More to the point of this writing, attacks on NATO troops in Afghanistan are not launched from Indian soil, and India's government is genuinely cooperating with the USA and other Western governments in the war on terrorism. Pakistan's government, on the other hand, has found low-caste tribes within their purview to be useful idiots if they're willing to deploy terrorism against Afghanistan and India. That several of the tribes are now bringing the terrorism home -- file under "Blowback," the old CIA term meaning a nation reaps what it sows.

History that Americans need to confront

This said, the United States also experienced blowback because a client state can have a way of turning on its master, as happened with Pakistan. To examine how that all came about I'm going to rely with caution on Asad Ismi, who went Postal in a 2002 report titled A U.S.-FINANCED MILITARY DICTATORSHIP: Pakistan has Long, Bloody History as Terrorist Arm of U.S.

The report was published for the Canadian Center for Policy Alternatives, an "independent, non-partisan research institute concerned with issues of social, economic environmental justice. Founded in 1980, the CCPA is one of Canada’s leading progressive voices in public policy debates."

Translation: A bunch of leftist anti-globalists.

Thus, a number of Asad's conclusions are open to question (e.g., his assertion that Washington stopped dealing with the Taliban "when the two failed to reach an accord on sharing the oil riches of Central Asia.").

His picture is also distorted because it makes it seem as if the U.S.-Pakistan relationship was always a happy one, whereas it was often very stormy. And the picture omits much, including the Pakistan government's anger when the USA wouldn't support their 1965 war against India.

His account also ignores that at different times over the decades the U.S. withheld direct aid from Pakistan and finally imposed sanctions, which were lifted after 9/11. See the Wikipedia article on Pakistan-U.S. relations for details.

Also see Zia Mian's November 3, 2009 overview of the ups and downs of direct U.S. aid to Pakistan and for the more-or-less official U.S. version of the history of the Washington-Islamabad relationship. Mian is a physicist with the Program on Science and Global Security at the Woodrow Wilson School of Public and International Affairs at Princeton University and a columnist for Foreign Policy In Focus.

(I note that the year Mian names for when the U.S. first began giving aid to Pakistan, 1954, differs from the one provided by Asad Ismi, and which I quoted earlier in this post. I'll stick with Ismi's date of 1947.)

With all those caveats out of the way, Asad Ismi's report is still valuable. His research is a window on the U.S.-Pakistan relationship in the early days and the horrors that emerged from it -- and yes, the descriptions of genocide and atrocities that Ismi provides are accurate. Mian, who is clearly not a leftist, and who is a strong supporter of the U.S. war on terror, spares the reader the gore in his overview of the history but tells the same basic truth that Ismi spits out:
U.S. money helped create a much larger army than Pakistan could afford on its own, equipped it with new American weapons, and trained young Pakistani officers in the United States in modern warfare.
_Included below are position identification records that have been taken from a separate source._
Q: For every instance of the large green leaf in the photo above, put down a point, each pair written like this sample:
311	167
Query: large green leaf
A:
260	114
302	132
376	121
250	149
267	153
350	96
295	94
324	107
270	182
Bolstered by their alliance, Pakistan's generals went to war with India in 1965.
In every way Pakistan's military, and the intelligence service that sprang from it, is America's creation. Now on to excerpts from Ismi's diatribe:
[...] When [Pakistan's] first democratic elections scheduled for 1958 threatened to reduce the army's power, General Mohammed Ayub Khan, the commander-in-chief, cancelled them and took over the government in a coup. This created a military dictatorship that continues to this day.

Pakistan became a U.S.-financed garrison state, spending 80% of its budget on the military, which massacred thousands of people and ensured that most of those not killed continued to be mired in poverty and illiteracy.

Ayub was an actual employee of the U.S. State Department, which paid him an annual salary of U.S.$16,000.

[If that amount sounds like peanuts remember the era; it was a good salary even for Americans in those days and a fortune in Pakistan.]

There is little doubt that the U.S. government was "fully aware" that the Pakistan army was planning a coup. A few years after the 1958 coup, Sardar Bahadur, Ayub's brother, alleged that the CIA had "been fully involved" in the coup.

Ayub declared Pakistan to be Washington's "most allied ally," and explained his takeover by claiming that "Democracy cannot work in a hot climate."

Ayub allowed the U.S. to use Pakistani air bases for the CIA's U-2 spy flights over the Soviet Union. The U.S. also controlled a signals intelligence facility near Peshawar which monitored Soviet military activity.

Such servility prompted John Foster Dulles, the U.S. Secretary of State (during the 1950s), to call Pakistan "a bulwark of freedom in Asia."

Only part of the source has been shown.